$\displaystyle\zeta(2) =\frac{\pi^2}{6}!$

Consider the sum, $\displaystyle \zeta(2) = \sum_{r=1}^\infty \frac{1}{r^2}$

$\displaystyle \sum_{r=1}^\infty \frac{1}{r^2} = \sum_{r=0}^\infty \frac{1}{(2r+1)^2} + \sum_{r=1}^\infty \frac{1}{(2r)^2}$

$\displaystyle \sum_{r=1}^\infty \frac{1}{r^2} = \sum_{r=0}^\infty \frac{1}{(2r+1)^2} + \frac{1}{4}\bigg(\sum_{r=1}^\infty \frac{1}{r^2}\bigg)$

$\Rightarrow \displaystyle \sum_{r=0}^\infty \frac{1}{(2r+1)^2} = \frac{3}{4} \bigg(\sum_{r=1}^\infty \frac{1}{r^2}\bigg)$

$\Rightarrow \displaystyle \sum_{r=0}^\infty \frac{1}{(2r+1)^2} = \frac{3}{4} \times\zeta(2)$

$\Rightarrow \displaystyle \sum_{r=0}^\infty \frac{1}{(2r+1)^2} = \frac{3}{4} \times\frac{\pi^2}{6}$

$\Rightarrow \displaystyle \sum_{r=0}^\infty \frac{1}{(2r+1)^2} = \frac{\pi^2}{8} = \boxed{1.2337}$

I have a slightly harder generalization of this sum. Show that all non-trivial zeros of the complex interpolation of a function, say $\zeta(s)=\sum_{n=1}^\infty\frac1{n^s}$ , occur where $\Re(s)=\frac12$ .

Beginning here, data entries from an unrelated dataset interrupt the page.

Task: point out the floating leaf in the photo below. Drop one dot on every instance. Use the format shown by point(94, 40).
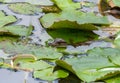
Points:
point(105, 52)
point(35, 2)
point(89, 68)
point(49, 74)
point(16, 30)
point(39, 52)
point(72, 19)
point(117, 40)
point(66, 4)
point(115, 79)
point(23, 58)
point(116, 2)
point(40, 2)
point(5, 20)
point(72, 36)
point(37, 65)
point(24, 8)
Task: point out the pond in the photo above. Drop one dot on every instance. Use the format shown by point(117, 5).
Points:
point(70, 43)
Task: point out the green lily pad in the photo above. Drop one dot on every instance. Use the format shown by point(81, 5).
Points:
point(105, 52)
point(35, 2)
point(117, 40)
point(72, 36)
point(72, 19)
point(24, 8)
point(89, 68)
point(5, 20)
point(37, 65)
point(116, 2)
point(39, 52)
point(115, 79)
point(40, 2)
point(49, 74)
point(66, 4)
point(16, 30)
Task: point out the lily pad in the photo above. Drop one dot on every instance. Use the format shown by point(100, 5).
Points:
point(90, 68)
point(37, 65)
point(16, 30)
point(72, 19)
point(24, 8)
point(49, 74)
point(116, 2)
point(66, 4)
point(5, 20)
point(39, 52)
point(35, 2)
point(115, 79)
point(117, 40)
point(72, 36)
point(40, 2)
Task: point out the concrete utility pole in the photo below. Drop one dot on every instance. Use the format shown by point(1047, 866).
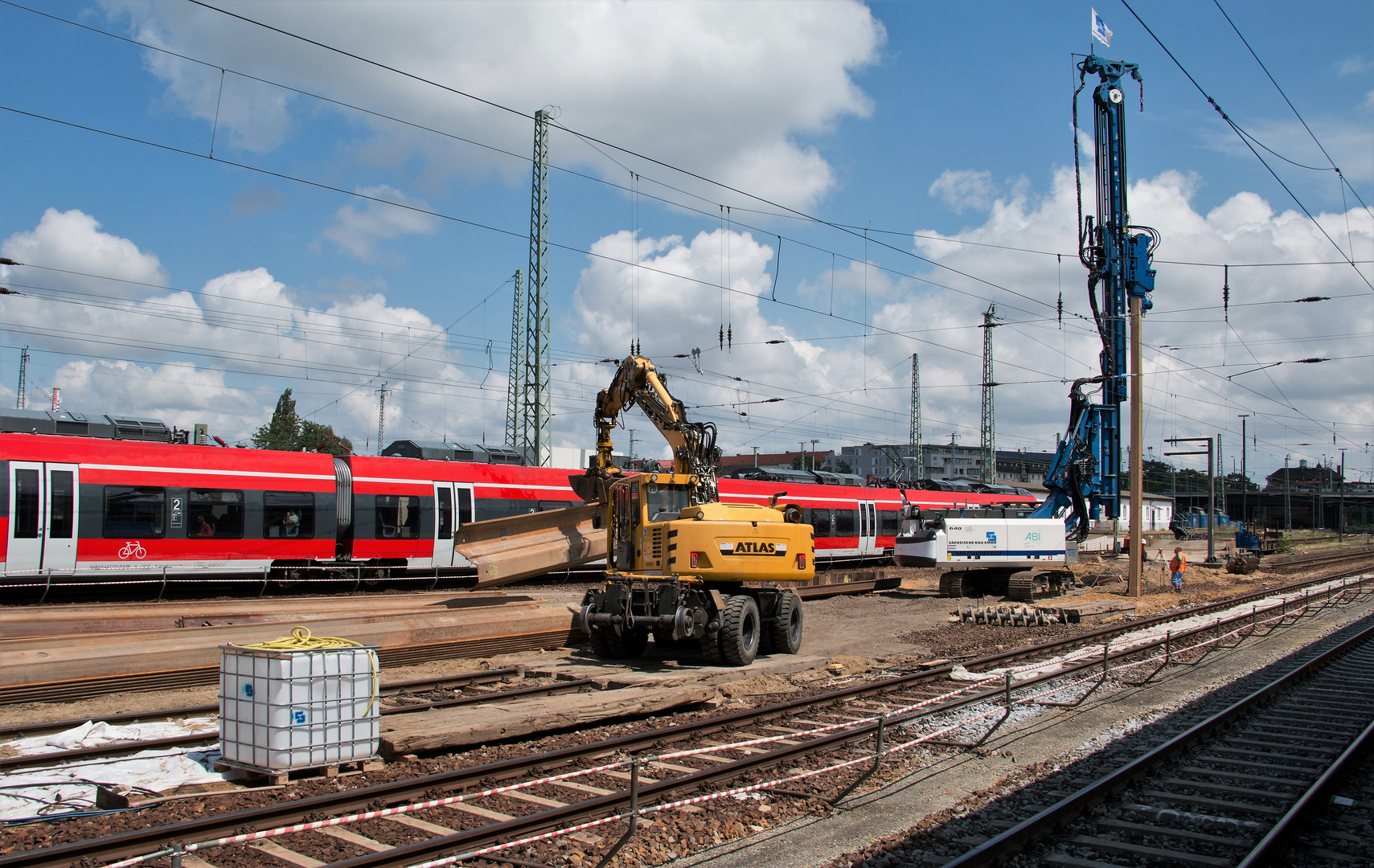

seriesSum(1/(r^2) ,r,1,infinity) = pi^2 /6. = 1+1/4+1/9+1/16+1/25+1/36+1/49+...... Since 2r+1 is odd, seriesSum(1/(2r+1)^2 ,r,0, infinity) = 1+1/9+1/25+1/49+....... = pi^2/6 - 1/4-1/16-1/36-1/64-......= = pi^2 /6 -seriesSum(1/(2r)^2 ,r,1,infinity) = pi^2 /6 -1/4 * seriesSum(1/r^2 ,r,1,infinity) = pi^2 /6 - pi^2 /24 = pi^2 /8 =1.2337005501362.